Why does $\#(X\cup Y)=\#(X)+\#(Y)-\#(X\cup Y)$? I came across the following claim in a wiki article:

Let $X$ and $Y$ be finite sets. Then, if $\# X$ denotes the cardinality of $X$, $$\#(X\cup Y)=\#(X)+\#(Y)-\#(X\cap Y),$$ so that if $X$ and $Y$ are disjoint, then
  $$\#(X\cup Y)= \#(X)+\#(Y).$$

Upon searching several questions on this site, it appeared multiple times, but only once proved (for example, it was merely stated here, here, and here; it was proved here, but in a similar manner as $(\star)$. My goal is to construct a bijection $j:X\cup Y\to \Bbb N_{m+n-k}$, see below, and not to prove the claim in this way). Geometrically, if we were to consider a set diagram like the following:  The claim makes perfect sense, considering that 
$$\left. 
\begin{align}
\#(X \cup Y) &= \#((X \Delta Y) + \#(X \cap Y)) \\ 
&=\#(X \Delta Y)+\#(X \cap Y) \\
 &=\#(X)-\#(X \cap Y)+\#(Y)-\#(X \cap Y)+\#(X\cap Y) \\ 
&= \#(X)+\#(Y)-\#(X\cap Y)
\end{align} 
\right\}(\star)$$
but I have geometrically inferred these equalites; I have not rigorously proven them. Moreover, assuming that $f:X\to\Bbb N_n$ and $g:Y\to\Bbb N_m$ are bijective, so that $\#(X)=n$ and $\#(Y)=m$, if $X$ and $Y$ are disjoint, then the map $h:X\cup Y\to\Bbb N_{n+m}$, which we define as
$$h(a):=\begin{cases}f(a) &\text{if} \ a\in X \\ g(a)+n &\text{if} \ a\in\{x\}\end{cases},$$
is a bijection. Indeed, $h\vert_X=f$ was hypothesized as bijective. As for $h\vert_Y=g(a)+n$, a priori we have that $$\forall y\in\Bbb N_m\exists !x\in Y[y=g(x)],$$
and thus $$\forall y\in\Bbb N_{m+n}\exists ! x\in Y[y=f(x)].$$ My problem is the case that $X\cap Y\neq\emptyset$ — how can I construct a bijection $j:X\cup Y\to\Bbb N_{m+n-k}$, where $k=\#(X\cap Y)$? 

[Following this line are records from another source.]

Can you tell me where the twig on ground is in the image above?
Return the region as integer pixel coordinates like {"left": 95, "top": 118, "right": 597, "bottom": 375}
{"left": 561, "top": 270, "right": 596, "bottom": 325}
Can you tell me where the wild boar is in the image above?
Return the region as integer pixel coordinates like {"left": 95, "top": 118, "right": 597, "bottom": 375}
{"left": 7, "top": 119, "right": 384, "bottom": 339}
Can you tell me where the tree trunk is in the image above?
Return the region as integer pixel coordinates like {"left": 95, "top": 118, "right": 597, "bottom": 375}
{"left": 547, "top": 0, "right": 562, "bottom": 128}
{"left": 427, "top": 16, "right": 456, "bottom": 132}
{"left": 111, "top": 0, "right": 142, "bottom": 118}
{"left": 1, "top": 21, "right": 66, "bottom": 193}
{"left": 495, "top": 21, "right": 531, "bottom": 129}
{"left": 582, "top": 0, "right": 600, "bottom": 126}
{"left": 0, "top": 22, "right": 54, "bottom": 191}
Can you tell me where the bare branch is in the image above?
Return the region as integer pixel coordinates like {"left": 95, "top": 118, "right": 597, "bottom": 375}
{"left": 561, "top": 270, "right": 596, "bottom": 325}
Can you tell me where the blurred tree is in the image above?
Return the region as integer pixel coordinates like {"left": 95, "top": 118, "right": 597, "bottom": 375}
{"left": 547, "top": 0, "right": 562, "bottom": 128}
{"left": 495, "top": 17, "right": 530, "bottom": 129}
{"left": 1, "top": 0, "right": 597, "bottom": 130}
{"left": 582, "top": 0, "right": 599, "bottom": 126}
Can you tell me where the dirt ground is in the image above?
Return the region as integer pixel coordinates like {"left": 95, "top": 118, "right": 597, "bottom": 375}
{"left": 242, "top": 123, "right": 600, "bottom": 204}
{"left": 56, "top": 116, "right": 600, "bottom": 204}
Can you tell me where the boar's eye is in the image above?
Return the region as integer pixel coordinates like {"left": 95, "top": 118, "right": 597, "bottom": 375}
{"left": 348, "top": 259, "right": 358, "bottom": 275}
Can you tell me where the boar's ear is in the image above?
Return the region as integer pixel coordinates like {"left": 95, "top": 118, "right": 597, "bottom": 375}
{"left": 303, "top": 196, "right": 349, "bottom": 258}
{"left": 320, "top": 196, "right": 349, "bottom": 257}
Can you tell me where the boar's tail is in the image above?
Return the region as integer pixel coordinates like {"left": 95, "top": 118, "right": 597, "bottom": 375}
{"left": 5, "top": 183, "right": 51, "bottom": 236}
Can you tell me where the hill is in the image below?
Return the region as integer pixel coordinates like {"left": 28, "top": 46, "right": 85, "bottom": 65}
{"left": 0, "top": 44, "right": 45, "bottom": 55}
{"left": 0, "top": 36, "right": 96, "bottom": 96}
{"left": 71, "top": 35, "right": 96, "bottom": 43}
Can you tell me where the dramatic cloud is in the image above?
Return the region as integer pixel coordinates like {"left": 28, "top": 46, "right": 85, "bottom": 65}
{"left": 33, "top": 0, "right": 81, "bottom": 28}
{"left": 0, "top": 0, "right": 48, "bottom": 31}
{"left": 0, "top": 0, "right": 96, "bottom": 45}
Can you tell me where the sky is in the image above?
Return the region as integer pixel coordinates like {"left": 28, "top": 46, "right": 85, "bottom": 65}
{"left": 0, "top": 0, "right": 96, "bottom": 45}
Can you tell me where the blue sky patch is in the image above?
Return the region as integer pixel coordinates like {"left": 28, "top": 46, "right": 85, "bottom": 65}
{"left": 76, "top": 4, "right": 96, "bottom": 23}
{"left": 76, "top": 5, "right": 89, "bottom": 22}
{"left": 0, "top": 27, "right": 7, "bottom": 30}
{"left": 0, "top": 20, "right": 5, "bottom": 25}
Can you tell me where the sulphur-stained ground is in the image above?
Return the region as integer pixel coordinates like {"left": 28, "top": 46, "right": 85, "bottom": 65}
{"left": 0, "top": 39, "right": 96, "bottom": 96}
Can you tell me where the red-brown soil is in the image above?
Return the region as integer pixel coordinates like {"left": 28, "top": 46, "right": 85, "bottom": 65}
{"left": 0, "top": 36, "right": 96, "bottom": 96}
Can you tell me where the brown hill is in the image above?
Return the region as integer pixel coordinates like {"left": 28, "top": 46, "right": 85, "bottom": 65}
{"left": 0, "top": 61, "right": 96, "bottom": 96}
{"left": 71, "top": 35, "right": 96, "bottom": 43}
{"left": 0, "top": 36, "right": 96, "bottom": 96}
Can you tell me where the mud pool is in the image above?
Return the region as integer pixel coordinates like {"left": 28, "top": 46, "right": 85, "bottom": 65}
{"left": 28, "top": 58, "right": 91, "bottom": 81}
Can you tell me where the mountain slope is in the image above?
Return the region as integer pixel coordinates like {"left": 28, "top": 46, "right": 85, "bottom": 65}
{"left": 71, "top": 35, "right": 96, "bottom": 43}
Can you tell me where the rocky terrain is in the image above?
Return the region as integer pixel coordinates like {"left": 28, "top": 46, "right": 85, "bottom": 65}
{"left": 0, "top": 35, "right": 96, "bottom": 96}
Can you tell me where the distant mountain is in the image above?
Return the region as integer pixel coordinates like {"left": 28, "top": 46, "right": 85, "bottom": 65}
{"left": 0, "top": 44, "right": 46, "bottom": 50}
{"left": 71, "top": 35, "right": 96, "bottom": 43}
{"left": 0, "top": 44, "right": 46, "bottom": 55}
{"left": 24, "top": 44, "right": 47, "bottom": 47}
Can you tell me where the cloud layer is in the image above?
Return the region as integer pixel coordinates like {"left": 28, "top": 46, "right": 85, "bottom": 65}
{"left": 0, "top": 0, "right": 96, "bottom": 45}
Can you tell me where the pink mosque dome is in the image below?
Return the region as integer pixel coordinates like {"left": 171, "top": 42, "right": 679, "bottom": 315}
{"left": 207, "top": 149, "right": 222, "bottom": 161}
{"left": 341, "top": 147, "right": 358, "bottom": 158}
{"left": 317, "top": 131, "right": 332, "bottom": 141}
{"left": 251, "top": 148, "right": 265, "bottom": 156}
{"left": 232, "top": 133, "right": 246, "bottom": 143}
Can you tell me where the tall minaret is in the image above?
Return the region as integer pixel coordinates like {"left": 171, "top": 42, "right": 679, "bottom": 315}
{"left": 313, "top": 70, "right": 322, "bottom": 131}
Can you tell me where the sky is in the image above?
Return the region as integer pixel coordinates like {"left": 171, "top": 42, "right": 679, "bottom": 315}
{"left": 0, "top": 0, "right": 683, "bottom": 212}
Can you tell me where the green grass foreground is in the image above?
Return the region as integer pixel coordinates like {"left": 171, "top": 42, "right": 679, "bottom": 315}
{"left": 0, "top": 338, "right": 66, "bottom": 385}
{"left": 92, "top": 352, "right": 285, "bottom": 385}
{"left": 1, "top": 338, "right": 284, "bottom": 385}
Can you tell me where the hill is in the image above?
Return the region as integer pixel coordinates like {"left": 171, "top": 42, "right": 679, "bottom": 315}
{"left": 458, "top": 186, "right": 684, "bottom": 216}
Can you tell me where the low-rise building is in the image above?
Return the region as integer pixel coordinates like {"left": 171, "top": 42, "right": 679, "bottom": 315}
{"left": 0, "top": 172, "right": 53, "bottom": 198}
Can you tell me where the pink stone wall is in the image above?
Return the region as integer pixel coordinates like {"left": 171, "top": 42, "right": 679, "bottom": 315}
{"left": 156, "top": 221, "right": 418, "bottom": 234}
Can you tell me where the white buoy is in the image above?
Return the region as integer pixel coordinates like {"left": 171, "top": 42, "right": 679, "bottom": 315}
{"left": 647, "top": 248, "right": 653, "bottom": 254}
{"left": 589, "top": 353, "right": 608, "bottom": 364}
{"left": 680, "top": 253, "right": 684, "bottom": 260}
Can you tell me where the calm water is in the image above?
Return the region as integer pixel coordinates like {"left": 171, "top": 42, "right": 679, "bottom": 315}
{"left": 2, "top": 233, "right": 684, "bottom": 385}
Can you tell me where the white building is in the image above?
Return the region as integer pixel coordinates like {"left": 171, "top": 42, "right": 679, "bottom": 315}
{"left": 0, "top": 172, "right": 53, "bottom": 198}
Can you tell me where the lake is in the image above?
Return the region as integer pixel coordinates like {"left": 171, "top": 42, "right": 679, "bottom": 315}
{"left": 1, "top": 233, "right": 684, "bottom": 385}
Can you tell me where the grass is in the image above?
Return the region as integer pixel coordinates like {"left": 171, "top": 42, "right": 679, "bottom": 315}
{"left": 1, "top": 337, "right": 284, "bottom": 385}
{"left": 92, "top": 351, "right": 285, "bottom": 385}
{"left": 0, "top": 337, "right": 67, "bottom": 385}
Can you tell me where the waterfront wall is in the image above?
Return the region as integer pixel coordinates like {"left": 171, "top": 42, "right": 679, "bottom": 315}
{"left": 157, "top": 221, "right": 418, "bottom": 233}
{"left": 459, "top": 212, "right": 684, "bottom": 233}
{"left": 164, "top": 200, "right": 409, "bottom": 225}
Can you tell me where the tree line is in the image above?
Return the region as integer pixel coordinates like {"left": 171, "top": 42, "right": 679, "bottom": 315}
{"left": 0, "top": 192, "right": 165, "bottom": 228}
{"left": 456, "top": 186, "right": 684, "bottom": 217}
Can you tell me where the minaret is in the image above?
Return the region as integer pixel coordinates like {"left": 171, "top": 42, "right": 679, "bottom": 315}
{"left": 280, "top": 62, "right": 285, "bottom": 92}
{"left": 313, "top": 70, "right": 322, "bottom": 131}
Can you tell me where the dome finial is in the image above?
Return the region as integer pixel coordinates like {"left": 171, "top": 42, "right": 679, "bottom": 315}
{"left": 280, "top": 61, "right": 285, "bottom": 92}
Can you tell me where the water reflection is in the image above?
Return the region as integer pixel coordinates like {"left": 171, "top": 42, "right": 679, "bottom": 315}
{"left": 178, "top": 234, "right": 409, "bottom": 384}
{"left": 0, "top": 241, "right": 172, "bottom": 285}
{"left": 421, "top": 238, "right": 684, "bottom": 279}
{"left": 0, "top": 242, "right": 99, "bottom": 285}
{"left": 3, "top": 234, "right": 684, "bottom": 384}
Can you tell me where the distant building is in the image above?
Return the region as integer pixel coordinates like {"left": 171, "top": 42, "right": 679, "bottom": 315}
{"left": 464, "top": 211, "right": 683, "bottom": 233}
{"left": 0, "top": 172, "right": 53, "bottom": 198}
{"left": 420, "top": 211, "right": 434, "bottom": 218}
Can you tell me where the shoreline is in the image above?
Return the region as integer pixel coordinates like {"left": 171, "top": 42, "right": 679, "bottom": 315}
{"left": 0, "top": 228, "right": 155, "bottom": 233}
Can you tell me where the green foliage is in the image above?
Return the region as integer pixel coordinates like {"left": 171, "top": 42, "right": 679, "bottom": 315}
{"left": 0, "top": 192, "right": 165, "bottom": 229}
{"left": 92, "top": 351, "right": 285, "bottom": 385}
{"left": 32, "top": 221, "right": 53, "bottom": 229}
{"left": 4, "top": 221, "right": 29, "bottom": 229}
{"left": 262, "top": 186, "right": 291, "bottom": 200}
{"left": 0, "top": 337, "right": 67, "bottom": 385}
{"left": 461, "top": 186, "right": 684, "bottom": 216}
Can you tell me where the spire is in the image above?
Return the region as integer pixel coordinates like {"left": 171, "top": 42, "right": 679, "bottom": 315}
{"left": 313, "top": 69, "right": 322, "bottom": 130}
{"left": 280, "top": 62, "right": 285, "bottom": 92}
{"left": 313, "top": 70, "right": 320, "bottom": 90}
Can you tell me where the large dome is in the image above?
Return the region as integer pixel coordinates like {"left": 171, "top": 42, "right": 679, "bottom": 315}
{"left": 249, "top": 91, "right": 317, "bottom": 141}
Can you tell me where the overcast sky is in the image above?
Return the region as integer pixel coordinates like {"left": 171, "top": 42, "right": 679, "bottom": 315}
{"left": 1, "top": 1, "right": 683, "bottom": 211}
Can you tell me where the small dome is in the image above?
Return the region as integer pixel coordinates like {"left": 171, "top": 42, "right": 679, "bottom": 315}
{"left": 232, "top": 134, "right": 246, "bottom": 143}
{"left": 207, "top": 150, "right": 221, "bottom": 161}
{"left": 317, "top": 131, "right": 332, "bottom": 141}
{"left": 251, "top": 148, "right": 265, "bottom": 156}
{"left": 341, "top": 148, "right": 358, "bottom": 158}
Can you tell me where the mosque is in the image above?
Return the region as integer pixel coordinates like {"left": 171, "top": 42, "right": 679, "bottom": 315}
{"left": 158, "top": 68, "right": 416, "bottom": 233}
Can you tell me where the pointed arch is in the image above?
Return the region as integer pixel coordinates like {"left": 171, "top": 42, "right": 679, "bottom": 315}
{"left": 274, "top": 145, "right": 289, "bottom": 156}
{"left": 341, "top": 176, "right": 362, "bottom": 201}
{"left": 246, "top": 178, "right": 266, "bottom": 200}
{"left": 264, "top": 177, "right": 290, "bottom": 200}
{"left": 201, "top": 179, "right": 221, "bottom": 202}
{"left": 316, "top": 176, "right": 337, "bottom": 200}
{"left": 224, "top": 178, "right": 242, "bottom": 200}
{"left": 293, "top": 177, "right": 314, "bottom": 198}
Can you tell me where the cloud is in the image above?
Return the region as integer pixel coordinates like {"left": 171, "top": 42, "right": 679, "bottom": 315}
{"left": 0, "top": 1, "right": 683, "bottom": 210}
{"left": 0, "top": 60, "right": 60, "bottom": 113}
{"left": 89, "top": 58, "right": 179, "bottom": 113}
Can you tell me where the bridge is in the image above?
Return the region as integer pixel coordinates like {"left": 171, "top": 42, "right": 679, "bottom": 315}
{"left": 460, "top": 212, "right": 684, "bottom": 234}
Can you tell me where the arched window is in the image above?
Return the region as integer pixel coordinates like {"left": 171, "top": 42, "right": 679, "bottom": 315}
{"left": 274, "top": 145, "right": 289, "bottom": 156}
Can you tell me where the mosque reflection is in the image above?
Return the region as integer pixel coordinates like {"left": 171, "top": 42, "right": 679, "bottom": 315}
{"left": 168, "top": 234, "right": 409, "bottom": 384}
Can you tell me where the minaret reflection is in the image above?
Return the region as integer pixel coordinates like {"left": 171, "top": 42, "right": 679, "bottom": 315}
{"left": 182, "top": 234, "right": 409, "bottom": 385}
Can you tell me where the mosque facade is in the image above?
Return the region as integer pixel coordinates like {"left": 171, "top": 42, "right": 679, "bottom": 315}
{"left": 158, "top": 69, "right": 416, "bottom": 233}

 A: You merely have to prove additivity; that the cardinality for a union of two disjoint finite sets is the sum of the cardinality for each set.
Let finite sets $A,B$ be disjoint.   Show $\#(A\cup B)=\#(A)+\#(B)$.
Once you have accepted that, it follows that if finite set $X\cup Y$ can be partitioned into a finite countable union of disjoint subsets, then you may sum their cardinalities.
Since $\{X,(Y\smallsetminus X)\}$ is a partition of $X\cup Y$, and $\{(Y\smallsetminus X),(X\cap Y)\}$ partitions $Y$, (do they?) then we are done:
$$\#(X\cup Y) ~{= \#(X\cup(Y\smallsetminus X)) \\= \#(X)+\#(Y\smallsetminus X)\\=\#(X)+\#(Y)-\#(X\cap Y)}$$
A: If you really want a bijection you can construct it this way.
Start with a bijection from $X$ to $N_m$. Now you've mapped the $k$ elements of $X \cap Y$, so you need to deal with the other $n-k$ of those. Choose a bijection to $N_{n-k}$. Then add $m$ to all the values in the range and you have a bijection to $N_{m+n-k}$.
Now you have an answer. You should forget it. It's only good for finite sets although the the underlying fact is much more general. Not every proof of a theorem about cardinality should depend on an explicit bijection. Once you have tools proved that way, use them.
A: At the moment that you sum the cardinal of the elements in $X$ with the cardinal of the elements in $Y$ you would be counting twice the common elements that is why you got to subtract once the elements you counted twice.